My company is retiring an online document warehousing application that stored lots of text data. The application stored the data in a folder hierarchy that looked just like a Windows folder tree. I'm trying to replicate that hierarchy on a UNIX file system, but the tools provided with the application to extract the hierarchy information are not terribly useful.

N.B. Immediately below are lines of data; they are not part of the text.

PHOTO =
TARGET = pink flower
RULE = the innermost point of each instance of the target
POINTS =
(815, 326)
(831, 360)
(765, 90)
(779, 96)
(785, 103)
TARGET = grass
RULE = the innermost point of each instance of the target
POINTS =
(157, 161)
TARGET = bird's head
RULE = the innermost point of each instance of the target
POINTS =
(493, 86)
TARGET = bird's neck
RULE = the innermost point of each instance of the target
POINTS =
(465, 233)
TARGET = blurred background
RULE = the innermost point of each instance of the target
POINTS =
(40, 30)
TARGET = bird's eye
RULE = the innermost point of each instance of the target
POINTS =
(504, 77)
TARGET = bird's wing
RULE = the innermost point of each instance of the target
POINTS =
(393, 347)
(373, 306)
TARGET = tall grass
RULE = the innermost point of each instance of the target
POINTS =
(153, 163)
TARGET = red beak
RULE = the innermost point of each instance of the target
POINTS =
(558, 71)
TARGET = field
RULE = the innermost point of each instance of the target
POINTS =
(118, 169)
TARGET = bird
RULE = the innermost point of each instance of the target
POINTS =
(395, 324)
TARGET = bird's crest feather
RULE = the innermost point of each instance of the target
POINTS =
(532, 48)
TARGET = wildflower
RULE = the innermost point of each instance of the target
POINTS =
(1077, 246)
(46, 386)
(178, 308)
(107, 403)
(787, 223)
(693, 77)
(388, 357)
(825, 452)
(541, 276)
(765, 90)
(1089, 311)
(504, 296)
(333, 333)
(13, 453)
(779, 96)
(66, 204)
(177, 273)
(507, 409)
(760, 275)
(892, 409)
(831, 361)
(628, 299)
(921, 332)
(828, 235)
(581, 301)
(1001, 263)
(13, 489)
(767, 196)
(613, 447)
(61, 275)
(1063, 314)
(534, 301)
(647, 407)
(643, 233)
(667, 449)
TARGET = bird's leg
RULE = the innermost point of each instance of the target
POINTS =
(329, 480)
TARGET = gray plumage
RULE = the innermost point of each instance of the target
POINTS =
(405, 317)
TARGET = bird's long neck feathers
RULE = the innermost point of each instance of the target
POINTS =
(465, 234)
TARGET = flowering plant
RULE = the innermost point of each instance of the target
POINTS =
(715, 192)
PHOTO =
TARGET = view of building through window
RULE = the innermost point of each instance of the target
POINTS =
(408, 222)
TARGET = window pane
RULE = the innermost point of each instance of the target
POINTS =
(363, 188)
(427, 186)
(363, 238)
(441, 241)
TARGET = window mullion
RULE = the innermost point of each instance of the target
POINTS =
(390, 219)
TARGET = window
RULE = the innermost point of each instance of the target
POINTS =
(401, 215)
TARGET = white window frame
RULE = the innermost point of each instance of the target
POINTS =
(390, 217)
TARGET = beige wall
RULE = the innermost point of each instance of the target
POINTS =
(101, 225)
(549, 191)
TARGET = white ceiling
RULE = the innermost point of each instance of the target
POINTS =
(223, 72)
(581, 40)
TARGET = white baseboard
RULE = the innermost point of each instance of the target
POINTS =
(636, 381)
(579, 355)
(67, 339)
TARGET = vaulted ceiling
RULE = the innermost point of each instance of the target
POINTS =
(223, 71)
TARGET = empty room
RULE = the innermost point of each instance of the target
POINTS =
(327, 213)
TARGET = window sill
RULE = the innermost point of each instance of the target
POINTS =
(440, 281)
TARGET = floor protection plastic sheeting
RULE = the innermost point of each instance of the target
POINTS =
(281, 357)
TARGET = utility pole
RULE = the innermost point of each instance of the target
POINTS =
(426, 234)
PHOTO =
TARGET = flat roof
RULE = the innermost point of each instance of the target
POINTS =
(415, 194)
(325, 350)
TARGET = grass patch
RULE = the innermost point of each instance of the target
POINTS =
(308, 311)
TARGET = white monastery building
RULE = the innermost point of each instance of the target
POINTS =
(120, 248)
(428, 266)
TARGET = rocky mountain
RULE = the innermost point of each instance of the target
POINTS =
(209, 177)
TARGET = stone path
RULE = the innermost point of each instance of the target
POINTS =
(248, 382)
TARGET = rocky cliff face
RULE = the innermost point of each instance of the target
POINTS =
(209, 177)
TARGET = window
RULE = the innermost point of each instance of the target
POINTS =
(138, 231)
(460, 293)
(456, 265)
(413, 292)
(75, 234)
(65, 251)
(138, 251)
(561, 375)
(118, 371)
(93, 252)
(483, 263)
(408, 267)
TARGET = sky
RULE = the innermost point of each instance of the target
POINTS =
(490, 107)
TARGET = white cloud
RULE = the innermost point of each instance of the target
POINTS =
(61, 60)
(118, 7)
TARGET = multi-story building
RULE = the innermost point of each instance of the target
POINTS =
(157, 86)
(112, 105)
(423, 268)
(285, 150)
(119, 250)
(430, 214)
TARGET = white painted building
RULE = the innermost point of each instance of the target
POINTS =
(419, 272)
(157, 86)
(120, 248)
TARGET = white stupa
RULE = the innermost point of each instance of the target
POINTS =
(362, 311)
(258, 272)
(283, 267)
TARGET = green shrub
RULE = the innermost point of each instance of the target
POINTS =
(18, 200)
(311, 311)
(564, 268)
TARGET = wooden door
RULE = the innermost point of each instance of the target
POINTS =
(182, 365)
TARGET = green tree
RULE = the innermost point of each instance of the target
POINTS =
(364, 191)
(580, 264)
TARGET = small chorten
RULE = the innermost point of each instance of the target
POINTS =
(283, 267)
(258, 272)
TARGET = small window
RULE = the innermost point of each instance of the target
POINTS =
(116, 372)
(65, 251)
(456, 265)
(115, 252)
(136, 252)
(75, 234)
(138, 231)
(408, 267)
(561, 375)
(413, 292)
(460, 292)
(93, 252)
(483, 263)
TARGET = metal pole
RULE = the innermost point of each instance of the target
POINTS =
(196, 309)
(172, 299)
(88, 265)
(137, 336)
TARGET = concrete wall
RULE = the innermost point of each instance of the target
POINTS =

One tool will give me a list of folder ID numbers and names like so:
Folder 8777 - fozzy.
Folder 8778 - fozzy1.
Folder 8779 - fozzy2.
Folder 8780 - grover1.
Folder 8781 - grover2.
Folder 8782 - rolf1.
Folder 8783 - rolf2.
Folder 8784 - rolf3.
Folder 8785 - rolf4.
Folder 8786 - travel_statements.
Folder 8787 - invoices.
Another tool will give me sub-folder relationships based on folder ID like the following:
Folder 100 - <root>.
subfolder 101 - flag 0.
subfolder 119 - flag 0.
subfolder 227 - flag 0.
subfolder 239 - flag 0.
subfolder 1198 - flag 0.
subfolder 1320 - flag 0.
subfolder 2264 - flag 0.
subfolder 3025 - flag 0.
subfolder 3028 - flag 0.
subfolder 3031 - flag 0.
Folder 1198 - kermit1.
subfolder 1227 - flag 0.
subfolder 1231 - flag 0.
subfolder 1238 - flag 0.
subfolder 1374 - flag 0.
subfolder 1504 - flag 0.
subfolder 1538 - flag 0.
subfolder 1642 - flag 0.
subfolder 2459 - flag 0.
subfolder 2635 - flag 0.
subfolder 2642 - flag 0.
subfolder 3998 - flag 0.
subfolder 7942 - flag 0.
subfolder 8656 - flag 0.
Folder 1227 - monkey1.
subfolder 1228 - flag 0.
subfolder 1327 - flag 0.
subfolder 1347 - flag 0.
subfolder 1390 - flag 0.
subfolder 1396 - flag 0.
Folder 3333 - piggy1.
No sub folders.
I first approached this problem by just looping through the list of folder ID's, and for each folder ID run a recursive function that would continue to scan through the sub-folder information until a path could be built back to the root folder (folder ID 100). This appeared to work great, but I encountered 2 problems:
- I discovered that some sub-folders were present in more than one location, but my code only picked up the first instance
- I also found that some folders were positioned outside the hierarchy of the root folder
Next, I tried using the sub-folder information to start with. I built a list of simple strings representing one parent/child pair like this: 100/1198. Then, for each pair, I looped through the sub-folder info again and tried building paths based on the child element matching the parent element of any scanned lines. This caught some of the duplicate paths, but I ended up with a bunch of paths that had no relationship to the beginning or end of the tree.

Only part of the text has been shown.